Preimplantation genetic diagnosis (PGD) is the genetic diagnosis of embryos having been created by way of in vitro fertilisation (IVF). These examinations include the in-depth screening for genetic abnormalities and chromosomal disorders, and shall be performed before the embryo is being transferred into the woman’s uterus, thus, before the start of a potential pregnancy. Consequently, PGD can exclusively be performed within artificial insemination, as it is the sole way to only abstract the relevant cells for analysis. In Germany, PGD can only be performed under certain conditions and with consent of an Ethics committee.
How PGD might help you.
PGD is helping couples who live at high risk of suffering from a severe hereditary disease due to their genetic constitution. The embryo is being examined for this genetic modification and will only be transferred into the uterus if there is no possible risk of disease.
PGD is only permitted to prevent miscarriage or stillbirth.
Benefits of treatment with us.
The MVZ PAN Institute of Endocrinology and Reproductive Medicine is one of the leading fertility clinics in Germany with more than 40 years of experience in the field of in vitro fertilisation. We have top quality standards and are certified by the German Technical Inspection Association (TÜV) as well as accredited by the official German Accreditation Body (DAkkS). Outstanding physicians and an experienced team are working together in the heart of Cologne to advise and care for you – before, during and after your PGD. You also benefit from our close collaboration with the Medical Genetics Centre in Munich (MGZ), the most prominent institution for genetic diagnosis throughout Germany.
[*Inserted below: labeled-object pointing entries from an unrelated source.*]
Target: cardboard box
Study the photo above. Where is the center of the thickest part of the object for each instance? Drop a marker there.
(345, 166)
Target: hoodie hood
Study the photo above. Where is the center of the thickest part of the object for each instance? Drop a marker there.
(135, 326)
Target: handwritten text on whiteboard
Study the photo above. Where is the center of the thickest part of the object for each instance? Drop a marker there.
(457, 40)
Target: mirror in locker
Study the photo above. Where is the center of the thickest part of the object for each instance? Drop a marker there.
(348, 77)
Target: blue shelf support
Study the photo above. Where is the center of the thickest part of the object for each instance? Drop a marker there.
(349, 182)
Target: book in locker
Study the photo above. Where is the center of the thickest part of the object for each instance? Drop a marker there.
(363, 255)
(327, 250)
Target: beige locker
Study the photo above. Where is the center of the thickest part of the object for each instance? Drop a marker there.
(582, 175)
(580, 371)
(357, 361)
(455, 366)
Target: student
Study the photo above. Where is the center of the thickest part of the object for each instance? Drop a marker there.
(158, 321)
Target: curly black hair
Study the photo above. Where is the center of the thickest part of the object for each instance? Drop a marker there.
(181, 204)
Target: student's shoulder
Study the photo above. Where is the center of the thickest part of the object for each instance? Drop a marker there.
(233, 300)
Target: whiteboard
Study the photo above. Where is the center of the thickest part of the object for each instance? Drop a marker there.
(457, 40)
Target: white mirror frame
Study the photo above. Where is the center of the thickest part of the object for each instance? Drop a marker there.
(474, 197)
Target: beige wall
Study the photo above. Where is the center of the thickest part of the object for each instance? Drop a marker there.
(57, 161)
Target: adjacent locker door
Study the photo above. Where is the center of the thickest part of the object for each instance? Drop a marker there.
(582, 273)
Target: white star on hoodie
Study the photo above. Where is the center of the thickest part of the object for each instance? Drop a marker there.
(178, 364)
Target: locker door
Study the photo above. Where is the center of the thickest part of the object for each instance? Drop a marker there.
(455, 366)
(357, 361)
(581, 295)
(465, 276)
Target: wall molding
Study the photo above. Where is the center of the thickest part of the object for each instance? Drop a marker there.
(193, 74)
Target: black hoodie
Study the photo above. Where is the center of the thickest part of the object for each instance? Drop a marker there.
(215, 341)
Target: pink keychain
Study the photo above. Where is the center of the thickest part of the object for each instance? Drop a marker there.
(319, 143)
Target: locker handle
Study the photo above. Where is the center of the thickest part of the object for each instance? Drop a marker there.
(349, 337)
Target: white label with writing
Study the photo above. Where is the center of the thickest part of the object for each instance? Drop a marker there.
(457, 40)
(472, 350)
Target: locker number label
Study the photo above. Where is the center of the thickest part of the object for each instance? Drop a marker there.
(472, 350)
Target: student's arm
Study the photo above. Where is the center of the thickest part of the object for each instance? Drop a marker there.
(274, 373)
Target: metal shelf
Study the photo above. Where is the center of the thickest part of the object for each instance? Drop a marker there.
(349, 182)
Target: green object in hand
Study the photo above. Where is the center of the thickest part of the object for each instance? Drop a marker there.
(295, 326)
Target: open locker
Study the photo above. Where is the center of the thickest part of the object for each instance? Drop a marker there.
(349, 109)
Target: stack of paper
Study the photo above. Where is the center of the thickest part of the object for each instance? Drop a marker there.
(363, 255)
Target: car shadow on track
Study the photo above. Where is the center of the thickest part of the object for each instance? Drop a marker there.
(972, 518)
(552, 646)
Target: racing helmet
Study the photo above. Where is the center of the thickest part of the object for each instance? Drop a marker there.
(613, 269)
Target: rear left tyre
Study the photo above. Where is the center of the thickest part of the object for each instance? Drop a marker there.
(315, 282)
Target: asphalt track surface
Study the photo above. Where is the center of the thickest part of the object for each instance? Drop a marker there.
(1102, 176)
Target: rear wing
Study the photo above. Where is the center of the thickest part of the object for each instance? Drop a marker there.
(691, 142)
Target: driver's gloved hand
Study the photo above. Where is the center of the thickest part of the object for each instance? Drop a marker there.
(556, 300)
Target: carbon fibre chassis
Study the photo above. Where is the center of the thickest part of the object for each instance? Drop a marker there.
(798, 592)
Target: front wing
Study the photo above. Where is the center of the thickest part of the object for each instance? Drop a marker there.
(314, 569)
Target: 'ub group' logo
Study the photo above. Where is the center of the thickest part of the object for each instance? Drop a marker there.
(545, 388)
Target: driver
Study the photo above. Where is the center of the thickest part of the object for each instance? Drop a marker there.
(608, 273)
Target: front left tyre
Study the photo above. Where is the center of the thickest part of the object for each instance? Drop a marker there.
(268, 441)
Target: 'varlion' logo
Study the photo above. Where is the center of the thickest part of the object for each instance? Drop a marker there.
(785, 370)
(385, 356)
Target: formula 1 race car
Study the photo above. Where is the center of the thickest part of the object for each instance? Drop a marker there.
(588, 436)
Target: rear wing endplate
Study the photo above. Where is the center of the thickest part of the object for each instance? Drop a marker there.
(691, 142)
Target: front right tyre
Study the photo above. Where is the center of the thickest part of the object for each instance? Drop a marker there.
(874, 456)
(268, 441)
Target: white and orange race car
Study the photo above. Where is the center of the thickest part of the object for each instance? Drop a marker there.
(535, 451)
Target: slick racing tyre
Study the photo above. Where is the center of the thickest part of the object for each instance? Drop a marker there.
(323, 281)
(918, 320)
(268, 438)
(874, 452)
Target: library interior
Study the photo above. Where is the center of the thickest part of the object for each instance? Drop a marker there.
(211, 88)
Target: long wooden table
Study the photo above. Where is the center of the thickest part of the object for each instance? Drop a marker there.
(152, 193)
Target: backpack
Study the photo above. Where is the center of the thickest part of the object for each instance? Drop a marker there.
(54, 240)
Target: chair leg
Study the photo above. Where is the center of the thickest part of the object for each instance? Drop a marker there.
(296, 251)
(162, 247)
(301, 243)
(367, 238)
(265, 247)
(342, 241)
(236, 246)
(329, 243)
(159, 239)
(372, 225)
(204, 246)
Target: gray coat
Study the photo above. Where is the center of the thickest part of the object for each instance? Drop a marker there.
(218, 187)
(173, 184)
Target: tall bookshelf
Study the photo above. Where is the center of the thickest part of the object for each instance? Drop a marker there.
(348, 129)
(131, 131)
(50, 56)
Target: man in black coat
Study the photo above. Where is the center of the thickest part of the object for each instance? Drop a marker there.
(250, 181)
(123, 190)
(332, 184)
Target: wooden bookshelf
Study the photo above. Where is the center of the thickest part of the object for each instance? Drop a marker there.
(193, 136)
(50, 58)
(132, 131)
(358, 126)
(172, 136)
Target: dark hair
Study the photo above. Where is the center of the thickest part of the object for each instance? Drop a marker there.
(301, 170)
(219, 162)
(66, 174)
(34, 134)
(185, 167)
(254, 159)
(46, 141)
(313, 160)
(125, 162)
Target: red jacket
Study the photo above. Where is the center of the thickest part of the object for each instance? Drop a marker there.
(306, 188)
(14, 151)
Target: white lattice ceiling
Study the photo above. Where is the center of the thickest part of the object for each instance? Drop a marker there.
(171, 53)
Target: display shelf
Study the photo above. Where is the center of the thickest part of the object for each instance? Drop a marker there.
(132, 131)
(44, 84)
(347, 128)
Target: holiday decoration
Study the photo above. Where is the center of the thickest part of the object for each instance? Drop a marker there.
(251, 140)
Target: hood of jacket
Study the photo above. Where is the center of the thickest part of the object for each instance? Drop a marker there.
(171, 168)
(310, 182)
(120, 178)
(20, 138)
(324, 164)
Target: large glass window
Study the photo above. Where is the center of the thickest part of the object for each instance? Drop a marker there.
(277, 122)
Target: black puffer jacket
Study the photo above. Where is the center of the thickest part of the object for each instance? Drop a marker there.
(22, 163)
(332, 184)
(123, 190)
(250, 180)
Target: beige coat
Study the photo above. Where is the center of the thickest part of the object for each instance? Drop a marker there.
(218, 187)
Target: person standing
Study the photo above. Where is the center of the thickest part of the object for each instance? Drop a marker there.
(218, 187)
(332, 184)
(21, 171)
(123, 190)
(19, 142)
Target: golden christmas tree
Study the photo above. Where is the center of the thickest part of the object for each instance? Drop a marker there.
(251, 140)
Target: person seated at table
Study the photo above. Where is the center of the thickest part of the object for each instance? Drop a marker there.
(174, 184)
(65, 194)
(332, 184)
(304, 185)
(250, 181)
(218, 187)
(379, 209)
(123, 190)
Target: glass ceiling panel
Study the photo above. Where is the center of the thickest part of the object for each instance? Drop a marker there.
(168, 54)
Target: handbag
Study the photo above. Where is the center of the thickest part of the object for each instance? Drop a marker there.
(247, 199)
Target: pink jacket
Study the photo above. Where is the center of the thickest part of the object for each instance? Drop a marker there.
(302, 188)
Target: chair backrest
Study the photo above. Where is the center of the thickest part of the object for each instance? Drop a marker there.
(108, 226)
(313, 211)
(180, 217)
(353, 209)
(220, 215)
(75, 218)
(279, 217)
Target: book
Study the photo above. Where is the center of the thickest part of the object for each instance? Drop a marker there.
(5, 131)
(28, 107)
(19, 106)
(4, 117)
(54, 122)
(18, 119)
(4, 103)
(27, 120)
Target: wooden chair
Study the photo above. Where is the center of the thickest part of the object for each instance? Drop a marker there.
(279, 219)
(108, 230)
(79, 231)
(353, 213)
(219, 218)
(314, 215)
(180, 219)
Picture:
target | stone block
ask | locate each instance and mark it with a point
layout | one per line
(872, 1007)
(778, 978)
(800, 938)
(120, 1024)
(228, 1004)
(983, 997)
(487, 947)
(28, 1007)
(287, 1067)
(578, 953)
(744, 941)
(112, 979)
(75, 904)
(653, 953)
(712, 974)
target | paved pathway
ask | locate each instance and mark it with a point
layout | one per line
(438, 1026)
Costs for putting in an application for the Ethics committee in Bavaria are about 180 to 300€.
The PGD process step by step.
For further details of the specific process, just click on the headline of each step.
If you are interested in a medical consultation or just require more information, contact us by telephone (+49 221 2776 200) or email (firstname.lastname@example.org). Our team will get back to you as soon as possible to answer all your questions.
Our treatment will be based on your familial or genetic predispositions and diseases in order to ensure the best PGD examination possibilities. Our counselling includes an in-depth look into your family’s medical history by creating a family tree that extends over three generations.
Additionally, we will discuss possible prenatal screening methods and which of those are appropriate for your individual family situation. Depending on existing medical reports, we consider to do or rather repeat genetic examinations in the laboratory, which also performs the PGD.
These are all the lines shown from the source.